Tout a commencé jeudi, apparemment par des tirs à la carabine à air comprimé sur des immigrés, qui ont été légèrement blessés. Des centaines d’étrangers, en majorité des Africains employés illégalement, sont alors descendus dans les rues de Rosarno et ont tout cassé sur leur passage, malmenant au moins une jeune femme et ses enfants.
La police a repris le contrôle de la situation, mais, vendredi, des groupes d’habitants de Rosarno ont décidé de se venger et ont procédé à une véritable chasse à l’étranger.

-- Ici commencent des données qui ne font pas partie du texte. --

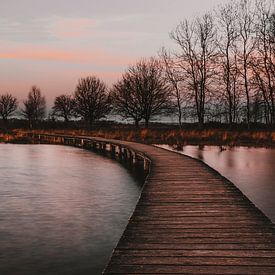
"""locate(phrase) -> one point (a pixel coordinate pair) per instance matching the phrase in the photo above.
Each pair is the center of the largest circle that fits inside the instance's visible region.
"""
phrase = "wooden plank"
(189, 220)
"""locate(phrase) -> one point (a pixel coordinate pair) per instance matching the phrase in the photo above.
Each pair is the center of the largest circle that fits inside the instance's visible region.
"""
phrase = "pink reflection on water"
(252, 170)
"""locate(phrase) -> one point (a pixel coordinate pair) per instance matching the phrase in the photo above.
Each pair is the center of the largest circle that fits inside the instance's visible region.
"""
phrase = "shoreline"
(177, 138)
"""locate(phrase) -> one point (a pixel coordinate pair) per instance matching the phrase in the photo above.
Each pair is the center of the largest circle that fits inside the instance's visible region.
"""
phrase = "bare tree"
(8, 106)
(34, 108)
(263, 61)
(227, 27)
(247, 43)
(126, 102)
(142, 93)
(174, 76)
(64, 107)
(197, 41)
(92, 101)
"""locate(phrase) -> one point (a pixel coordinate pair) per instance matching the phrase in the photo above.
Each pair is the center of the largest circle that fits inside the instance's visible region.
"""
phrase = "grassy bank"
(165, 135)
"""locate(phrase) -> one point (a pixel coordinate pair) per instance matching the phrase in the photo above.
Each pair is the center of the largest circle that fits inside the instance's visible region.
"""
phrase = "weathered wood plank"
(190, 220)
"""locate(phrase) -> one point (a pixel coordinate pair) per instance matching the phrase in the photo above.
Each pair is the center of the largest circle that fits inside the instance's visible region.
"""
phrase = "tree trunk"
(137, 123)
(146, 123)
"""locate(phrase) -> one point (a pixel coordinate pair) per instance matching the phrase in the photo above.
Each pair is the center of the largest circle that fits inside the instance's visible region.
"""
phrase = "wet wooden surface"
(191, 220)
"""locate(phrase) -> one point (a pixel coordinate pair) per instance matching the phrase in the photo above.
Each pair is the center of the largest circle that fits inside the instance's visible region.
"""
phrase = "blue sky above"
(54, 43)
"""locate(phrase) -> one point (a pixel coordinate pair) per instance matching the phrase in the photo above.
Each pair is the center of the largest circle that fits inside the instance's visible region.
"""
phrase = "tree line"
(222, 69)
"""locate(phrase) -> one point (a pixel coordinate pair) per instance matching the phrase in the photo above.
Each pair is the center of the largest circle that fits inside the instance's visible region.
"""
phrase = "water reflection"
(251, 169)
(62, 209)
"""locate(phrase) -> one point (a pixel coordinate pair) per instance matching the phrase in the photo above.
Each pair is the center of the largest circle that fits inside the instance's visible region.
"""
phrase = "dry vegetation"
(165, 135)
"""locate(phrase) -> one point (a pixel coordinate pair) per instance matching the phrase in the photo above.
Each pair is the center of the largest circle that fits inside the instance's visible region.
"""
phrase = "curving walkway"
(191, 220)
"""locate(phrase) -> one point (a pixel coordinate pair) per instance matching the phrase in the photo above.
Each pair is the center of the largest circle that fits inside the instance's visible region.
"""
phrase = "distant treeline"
(222, 70)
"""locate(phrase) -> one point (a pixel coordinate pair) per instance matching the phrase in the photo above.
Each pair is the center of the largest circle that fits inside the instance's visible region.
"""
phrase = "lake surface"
(62, 209)
(252, 170)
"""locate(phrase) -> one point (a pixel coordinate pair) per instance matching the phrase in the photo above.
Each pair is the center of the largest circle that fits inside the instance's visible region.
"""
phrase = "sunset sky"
(55, 42)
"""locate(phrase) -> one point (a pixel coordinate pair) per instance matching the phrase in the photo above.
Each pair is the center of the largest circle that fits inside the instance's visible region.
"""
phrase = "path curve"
(191, 220)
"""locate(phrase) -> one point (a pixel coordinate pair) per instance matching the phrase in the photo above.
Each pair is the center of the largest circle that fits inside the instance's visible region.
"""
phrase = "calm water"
(252, 170)
(62, 209)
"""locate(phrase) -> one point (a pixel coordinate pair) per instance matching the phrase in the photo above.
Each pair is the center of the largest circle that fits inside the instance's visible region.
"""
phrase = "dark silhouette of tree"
(263, 62)
(64, 107)
(142, 93)
(174, 77)
(197, 57)
(125, 101)
(34, 109)
(247, 41)
(227, 38)
(92, 101)
(8, 106)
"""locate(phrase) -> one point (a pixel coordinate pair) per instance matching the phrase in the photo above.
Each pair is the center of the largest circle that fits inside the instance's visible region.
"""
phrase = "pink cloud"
(72, 27)
(93, 57)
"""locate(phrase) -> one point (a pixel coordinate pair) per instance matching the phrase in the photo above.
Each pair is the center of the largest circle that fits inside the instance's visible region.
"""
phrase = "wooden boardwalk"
(191, 220)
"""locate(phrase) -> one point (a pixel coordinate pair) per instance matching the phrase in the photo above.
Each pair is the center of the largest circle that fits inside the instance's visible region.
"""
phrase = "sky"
(53, 43)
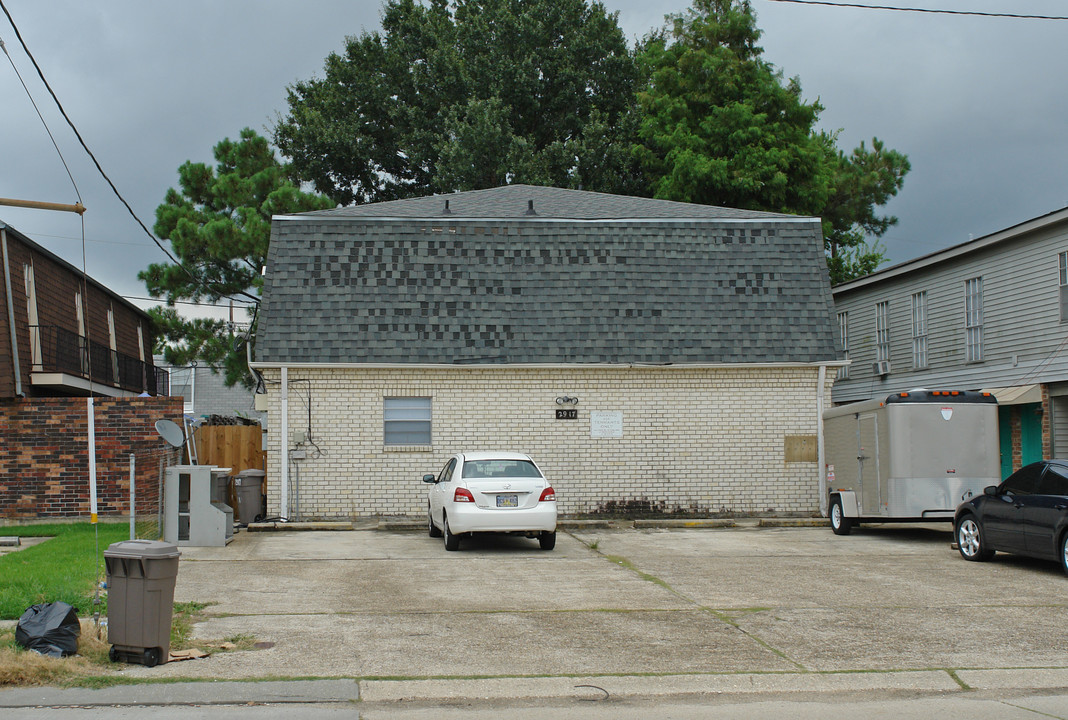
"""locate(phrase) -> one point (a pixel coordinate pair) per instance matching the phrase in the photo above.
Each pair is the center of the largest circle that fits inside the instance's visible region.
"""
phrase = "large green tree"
(721, 126)
(467, 94)
(219, 227)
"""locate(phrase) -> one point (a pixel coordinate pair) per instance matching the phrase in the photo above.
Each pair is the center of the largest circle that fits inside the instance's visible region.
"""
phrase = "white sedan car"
(502, 492)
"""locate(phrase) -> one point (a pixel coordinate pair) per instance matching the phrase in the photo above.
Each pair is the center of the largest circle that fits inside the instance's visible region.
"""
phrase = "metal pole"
(37, 205)
(92, 464)
(820, 454)
(132, 531)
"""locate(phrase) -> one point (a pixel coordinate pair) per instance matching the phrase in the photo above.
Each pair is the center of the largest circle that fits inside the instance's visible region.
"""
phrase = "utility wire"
(93, 157)
(47, 129)
(925, 10)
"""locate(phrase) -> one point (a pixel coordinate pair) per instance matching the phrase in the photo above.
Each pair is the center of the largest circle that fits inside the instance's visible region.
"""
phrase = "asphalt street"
(752, 622)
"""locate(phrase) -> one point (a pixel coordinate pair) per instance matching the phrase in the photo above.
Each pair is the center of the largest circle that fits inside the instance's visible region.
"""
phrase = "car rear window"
(476, 469)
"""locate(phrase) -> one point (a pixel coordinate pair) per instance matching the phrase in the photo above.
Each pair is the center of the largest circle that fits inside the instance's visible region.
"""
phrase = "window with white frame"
(920, 330)
(973, 319)
(882, 331)
(407, 421)
(1064, 286)
(844, 330)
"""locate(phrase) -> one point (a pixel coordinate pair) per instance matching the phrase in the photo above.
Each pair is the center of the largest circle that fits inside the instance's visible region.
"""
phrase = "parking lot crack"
(724, 616)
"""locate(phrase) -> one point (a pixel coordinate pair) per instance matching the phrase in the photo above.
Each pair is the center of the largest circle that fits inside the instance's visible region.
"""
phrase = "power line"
(93, 157)
(925, 10)
(188, 302)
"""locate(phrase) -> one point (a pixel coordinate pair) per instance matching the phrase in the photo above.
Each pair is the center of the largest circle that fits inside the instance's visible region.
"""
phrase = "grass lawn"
(65, 567)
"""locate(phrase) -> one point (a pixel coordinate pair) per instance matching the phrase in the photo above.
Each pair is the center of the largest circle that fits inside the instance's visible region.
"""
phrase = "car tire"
(452, 542)
(547, 540)
(839, 523)
(970, 541)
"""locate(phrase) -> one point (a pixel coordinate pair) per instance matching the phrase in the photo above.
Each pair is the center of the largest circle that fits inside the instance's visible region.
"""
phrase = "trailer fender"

Bilan depuis jeudi: 67 blessés, soit 31 immigrés, dont 2 en état grave, 19 policiers et 17 habitants.
Le gouvernement a organisé des navettes pour transférer les immigrés vers des centres d’accueil dans plusieurs villes comme Crotone, Naples et Brindisi, avec la promesse qu’ils ne seront pas arrêtés, même les clandestins. D’autres sont partis par leurs propres moyens.
Environ 700 immigrés sur les milliers venus pour deux mois de récolte à Rosarno, seraient déjà partis, selon un responsable de l’immigration au ministère de l’Intérieur.
“Nous avons peur, il n’y a plus rien pour nous ici”, dit Ali, la trentaine, prêt à s’embarquer sur une navette avec quelques affaires dans une petite valise. Son employeur lui doit 500 euros.